There are many moments in the process of making a film or a series in which we are very unprotected, for example the

Casting

is a very violent situation.

This can be changed by being feminists, there is no other way out.

That or that there are many more women and it becomes egalitarian, that we have the same ease that men have to be in the position of power.

What am I going to answer to that question?

Of course I have experienced situations like this because the majority of directors in my career have been men.

Look what a coincidence that I have worked with several directors who are lesbians and I have not felt that objectification or harassment. Have they never violated you? Not at all and it seems to me a basic thing that sums this up very well.

It's not a sexual attraction thing, it's a power thing.

A lot of power has been given to men in this society and they feel they have that authority and freedom to use it with women.

That's the problem, because you give the same power to a lesbian woman and this doesn't happen.

I have never felt harassed by them, and yet by male directors, quite a few times.

It is the education that has been given to society and the power that has been given to man for so many years and it is very difficult to destroy that.

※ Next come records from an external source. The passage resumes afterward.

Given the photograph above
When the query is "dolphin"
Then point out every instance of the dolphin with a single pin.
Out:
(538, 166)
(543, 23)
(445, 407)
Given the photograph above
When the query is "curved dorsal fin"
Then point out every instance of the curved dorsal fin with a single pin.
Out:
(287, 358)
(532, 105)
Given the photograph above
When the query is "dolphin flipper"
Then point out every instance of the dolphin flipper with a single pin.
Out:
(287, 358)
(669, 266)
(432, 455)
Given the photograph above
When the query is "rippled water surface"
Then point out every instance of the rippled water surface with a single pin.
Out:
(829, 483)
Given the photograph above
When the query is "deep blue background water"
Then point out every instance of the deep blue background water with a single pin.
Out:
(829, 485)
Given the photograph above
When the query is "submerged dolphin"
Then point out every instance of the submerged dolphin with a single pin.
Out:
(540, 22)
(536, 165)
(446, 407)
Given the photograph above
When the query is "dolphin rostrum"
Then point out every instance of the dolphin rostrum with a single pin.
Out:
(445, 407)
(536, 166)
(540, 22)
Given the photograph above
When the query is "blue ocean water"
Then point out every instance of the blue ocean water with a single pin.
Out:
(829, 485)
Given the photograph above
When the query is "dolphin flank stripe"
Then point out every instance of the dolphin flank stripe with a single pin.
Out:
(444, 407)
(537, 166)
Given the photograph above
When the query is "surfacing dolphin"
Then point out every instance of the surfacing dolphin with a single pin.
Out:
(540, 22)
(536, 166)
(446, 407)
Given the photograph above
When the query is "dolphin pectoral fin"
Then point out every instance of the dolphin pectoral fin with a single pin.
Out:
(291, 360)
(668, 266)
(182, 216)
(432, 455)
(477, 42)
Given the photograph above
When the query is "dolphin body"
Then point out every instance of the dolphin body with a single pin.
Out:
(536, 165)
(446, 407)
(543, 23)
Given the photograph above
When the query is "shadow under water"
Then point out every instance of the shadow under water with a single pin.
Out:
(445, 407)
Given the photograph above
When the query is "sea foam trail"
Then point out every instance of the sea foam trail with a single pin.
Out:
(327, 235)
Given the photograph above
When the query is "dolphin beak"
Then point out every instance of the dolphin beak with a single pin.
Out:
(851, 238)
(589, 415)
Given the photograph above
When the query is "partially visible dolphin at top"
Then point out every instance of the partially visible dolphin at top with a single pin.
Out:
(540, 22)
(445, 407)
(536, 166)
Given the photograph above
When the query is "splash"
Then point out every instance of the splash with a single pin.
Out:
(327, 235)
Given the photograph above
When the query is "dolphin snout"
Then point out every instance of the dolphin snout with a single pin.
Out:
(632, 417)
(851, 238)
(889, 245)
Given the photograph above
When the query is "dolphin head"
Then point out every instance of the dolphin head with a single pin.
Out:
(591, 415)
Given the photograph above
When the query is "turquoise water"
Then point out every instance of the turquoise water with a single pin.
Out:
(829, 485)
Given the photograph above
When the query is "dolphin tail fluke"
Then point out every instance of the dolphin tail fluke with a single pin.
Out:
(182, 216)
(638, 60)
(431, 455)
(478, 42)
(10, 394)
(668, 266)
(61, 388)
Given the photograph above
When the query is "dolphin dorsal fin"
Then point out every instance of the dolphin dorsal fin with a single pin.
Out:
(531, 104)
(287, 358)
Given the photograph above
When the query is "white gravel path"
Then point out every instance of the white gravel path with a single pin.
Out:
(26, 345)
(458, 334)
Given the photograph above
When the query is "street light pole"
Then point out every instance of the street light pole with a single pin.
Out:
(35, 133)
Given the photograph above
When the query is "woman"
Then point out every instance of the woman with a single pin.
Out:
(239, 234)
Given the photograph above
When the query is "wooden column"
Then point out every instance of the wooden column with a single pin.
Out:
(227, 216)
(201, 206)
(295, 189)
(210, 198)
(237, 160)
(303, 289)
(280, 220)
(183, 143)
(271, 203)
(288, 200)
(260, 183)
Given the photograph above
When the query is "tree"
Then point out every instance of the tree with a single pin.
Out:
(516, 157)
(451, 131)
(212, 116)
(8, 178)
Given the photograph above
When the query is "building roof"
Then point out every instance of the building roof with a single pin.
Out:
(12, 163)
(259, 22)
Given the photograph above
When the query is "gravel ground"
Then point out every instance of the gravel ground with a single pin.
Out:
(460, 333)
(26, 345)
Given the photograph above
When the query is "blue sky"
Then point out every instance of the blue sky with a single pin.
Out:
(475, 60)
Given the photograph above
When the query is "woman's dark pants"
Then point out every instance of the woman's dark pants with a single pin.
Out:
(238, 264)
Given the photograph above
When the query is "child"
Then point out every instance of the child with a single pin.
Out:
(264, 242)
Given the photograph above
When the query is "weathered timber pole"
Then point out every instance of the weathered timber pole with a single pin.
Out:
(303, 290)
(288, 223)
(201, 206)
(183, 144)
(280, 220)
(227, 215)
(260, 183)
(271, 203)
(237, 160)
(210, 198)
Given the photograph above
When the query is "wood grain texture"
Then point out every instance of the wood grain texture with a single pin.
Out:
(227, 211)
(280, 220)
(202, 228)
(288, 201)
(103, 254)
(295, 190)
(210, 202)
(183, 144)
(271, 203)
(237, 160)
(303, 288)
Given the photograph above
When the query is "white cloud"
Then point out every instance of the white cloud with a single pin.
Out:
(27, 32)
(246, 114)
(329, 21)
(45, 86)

It's a very tall tower to tear down.

I often wonder what I can do in these situations. I am not an established actress at the level of Penélope Cruz or Maribel Verdú, and the only way I can help is to say no to projects by those directors with whom I know I am not. I go to work comfortably.

It's the only thing because in Spain there is no

#MeToo

or that strength of women in the industry to speak of. But that can't always be done by an actress who doesn't do very well. Of course, that's why I say I'm lucky .

I have colleagues who have to say yes to jobs that they don't really want to do because they have to pay the rent.

We actresses have to be able to mobilize and have more strength because we should be able to access all jobs without being afraid, just like when going out on the street in a miniskirt or when returning home at night.

It is cultural: we must not educate women to act in fear, we must educate men not to rape.

Spot.

There is no more debate. There have already been some meetings of actresses studying a general complaint.

Do you think it will come? We'll see.

There is a fear of being able to eat and pay for your house at the end of the month.

I was not at that meeting, but I understand that there is movement.

That's good, because it means that things are starting to move and that there are more women who dare to speak out.

That's wonderful, but it's impossible for that to happen if there are no productions that are truly feminist and offer a safe work environment for actresses to be able to work even if they report.

It is a fundamental job and there is still a long way to go before women in cinema can come out and speak safely.